Ia bahkan akan menindak pihak-pihak yang terbukti memprovokasi jemaat GMIM terkait kasus dugaan pemalsuan surat dan dugaan penggelapan dana Yayasan GMIM
Di tengah bergulirnya penyidikan dugaan pemalsuan surat dan dugaan penggelapan dana Yayasan GMIM senilai Rp5,2 miliar, Kapolda menegaskan negara tidak akan memberi ruang bagi upaya-upaya yang berpotensi mengganggu proses penegakan hukum.

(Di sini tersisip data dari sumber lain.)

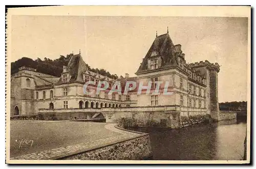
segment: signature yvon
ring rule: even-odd
[[[15,142],[17,142],[18,140],[15,140]],[[18,146],[18,148],[20,148],[22,145],[30,145],[30,147],[33,145],[33,143],[34,143],[34,140],[33,139],[22,139],[19,140],[19,145]]]

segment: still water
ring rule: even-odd
[[[241,160],[246,123],[223,121],[178,129],[129,128],[150,134],[154,160]]]

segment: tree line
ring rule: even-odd
[[[54,60],[47,58],[45,58],[44,60],[39,58],[33,60],[29,58],[23,57],[11,63],[11,74],[18,72],[18,68],[20,67],[26,66],[36,69],[36,71],[38,72],[59,77],[62,72],[63,66],[68,65],[73,55],[72,53],[67,54],[66,57],[61,55],[59,58]],[[115,79],[118,78],[116,74],[112,74],[104,69],[92,68],[88,64],[87,65],[89,70],[92,72]]]

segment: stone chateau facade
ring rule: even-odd
[[[125,74],[115,80],[90,71],[80,54],[73,55],[63,67],[60,77],[20,67],[11,76],[11,113],[39,114],[45,120],[101,117],[107,122],[117,122],[129,118],[139,124],[155,121],[172,128],[179,125],[181,117],[209,114],[218,120],[219,65],[208,61],[188,64],[185,59],[181,45],[174,45],[167,32],[156,36],[135,73],[136,77]],[[137,88],[127,95],[108,95],[106,90],[88,96],[83,87],[89,80],[96,84],[106,81],[110,87],[116,80],[122,87],[127,81],[143,82],[144,86],[151,81],[152,91],[159,87],[155,82],[168,81],[167,91],[173,94],[138,95]],[[160,84],[160,91],[163,85]]]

“Kasus GMIM ini ada dua. Pertama pemalsuan surat, kedua terkait yayasan. Kalau pertanyaan ada yang memprovokasi, itu benar. Ada beberapa dan itu akan kita proses hukum,” tegas Irjen Pol Roycke, Rabu (3/6/2026)
Pernyataan tersebut menjadi sinyal kuat bahwa aparat kepolisian tidak hanya fokus pada substansi perkara yang sedang disidik, tetapi juga memantau berbagai gerakan yang dinilai berpotensi memengaruhi jalannya proses hukum melalui penyebaran narasi yang menyesatkan.
Kapolda menyoroti munculnya sejumlah pendapat yang berkembang di ruang publik yang menurutnya tidak memiliki dasar hukum yang memadai. Ia mengingatkan bahwa perkara yang telah masuk ranah pidana tidak dapat diselesaikan melalui mekanisme internal organisasi ataupun pendekatan non-yuridis.
“BPMS itu bukan negara sendiri. Permasalahan hukum tidak bisa diselesaikan sendiri kalau sudah menjadi pidana. Hati-hati dengan statement dan pendapat yang keliru dan dangkal,” ujarnya.
Menurut Irjen Pol Roycke, upaya membangun persepsi publik dengan argumentasi yang tidak berdasar justru berpotnnsi menyesatkan jemaat dan mengaburkan substansi persoalan hukum yang sedang diperiksa penyidik.
Kapolda bahkan secara khusus menyinggung masih adanya pihak-pihak yang mempertanyakan kekuatan alat bukti elektronik dalam perkara pidana. Ia menegaskan bahwa perkembangan hukum nasional telah memberikan pengakuan yang jelas terhadap bukti digital sebagai instrumen pembuktian yang sah
Coba mereka baca KUHP yang baru. Dalam Pasal 235, alat bukti itu ada sembilan, salah satunya bukti elektronik. Jadi tolong jangan memberikan pendapat-pendapat yang keliru dan dangkal, apalagi memprovokasi,” katanya.